Drywall Comes In Five Types

Drywall may seem boring, but it’s actually quite interesting. There are five types of drywall available, depending on the purpose. Different types of drywall can be used in different areas of your house.

Drywall is known by many names, including those used by DIY-handymen and professionals. Drywall is also known as plasterboard or wallboard, gypsumboard, or Sheetrock. Sheetrock is a brand name for drywall but it is often used in a generic manner just like Band-Aid when someone needs a bandage. These are the things you should know about drywall when choosing drywall for your home.

Regular Drywall

This is the most popular standard-grade type drywall. This is the most familiar type of drywall. Regular drywall is made up of a gypsum layer sandwiched between two layers. It has a lighter gray face and can be found in a variety of thicknesses. These are usually 1/2-inch thick, 4’x8′ or 4’x12′. This is the cheapest type of drywall.

Green Board

Because the face side paper of green board is sea foam green, it is called “green board”. This color is used to identify the type of drywall. This type of drywall is unique because it is resistant to moisture. Its core is impregnated in water-resistant materials. It is often used in areas where moisture is a problem. It is often used in bathrooms, laundry rooms, or behind kitchen base cabinets. While green board is available in the same thickness and sizes as regular drywall, it can be up to 20% more expensive in some cases. Green board is not mold and water-resistant, but it is worth noting.

Purple Drywall

Purple drywall differs from green board because it has mold inhibitors and is water resistant. It is stronger than regular drywall and green board. It is resistant to scratches and dents and can be used in high-traffic areas because it is stronger than regular drywall or green board. It is often used in basements, where water problems could be a problem. It is usually 30 percent more expensive than regular drywall.

Drywall that resists fire

This is the name that identifies the major differences between this type of drywall. The drywall must be thicker than usual, usually 5/8 inches, and manufactured differently to be fire-resistant. The drywall is made with glass fibers and gypsum layers. It can be used in the same way as the other drywall and is used for common walls between multiple residences. These types of situations are required by most building codes to use fire-resistant drywall. This could be used between two apartments or condominium units that are adjacent, in common walls or ceilings. It can also be used between the living areas of a house or an attached garage. It is fire-resistant, but not fireproof. Type X is often referred to as fire-resistant drywall and can be more expensive than regular drywall by about 10%.

Sound Damping Drywall

Sound damping drywall usually has a thickness of 1/2 inch. It is the way it is made that makes it different. This type of drywall starts with a backing layer of paper, then a 1/4-inch layer gypsum.
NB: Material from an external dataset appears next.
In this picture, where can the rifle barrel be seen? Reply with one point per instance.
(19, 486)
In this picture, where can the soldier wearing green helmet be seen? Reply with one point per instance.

Next, a sound damping membrane is applied. Then, another 1/4-inch layer gypsum is added. Finally, another backing layer of paper is applied. Although sound damping drywall is easily used in home construction, its price tag can be much higher than that of the standard. It can be up to 400% more expensive so it is usually saved for soundproofing situations such as music studios and offices where noise might be an issue.

Sizes and other considerations

While the standard size for drywall is 4’x8′, it can also be ordered in different widths and lengths. The most common dimension difference is the length. Sheets can be purchased in sheets that are 8-, 10- and 12-foots long. You can buy sheets of drywall up to 4 1/2 feet long, as many homes are built with 9-foot ceilings. This allows drywall contractors to only have one seam per wall, which makes installation and mudding much easier.

Both green board and purple wallpaper are resistant to mold and water, but it’s not the gypsum which gives them their resistance. Gypsum is an organic compound and does not support mold growth. Both the product’s paper backing will allow mold to grow, as well as gypsum. If mold growth is suspected on any type drywall, it is important to inspect the backside.

Here’s the bottom line

All of these types of drywall are essential to home construction and remodeling. While open floor plans are very popular, it is no longer the norm to see bare wall studs. Plaster was once the only option, but today’s drywall options allow you to customize your home in any way you want.

Water damage can occur when you least expect. If you have water damage, it is important to have the right drywall. Mold can grow quickly in 24-48 hours after a flood.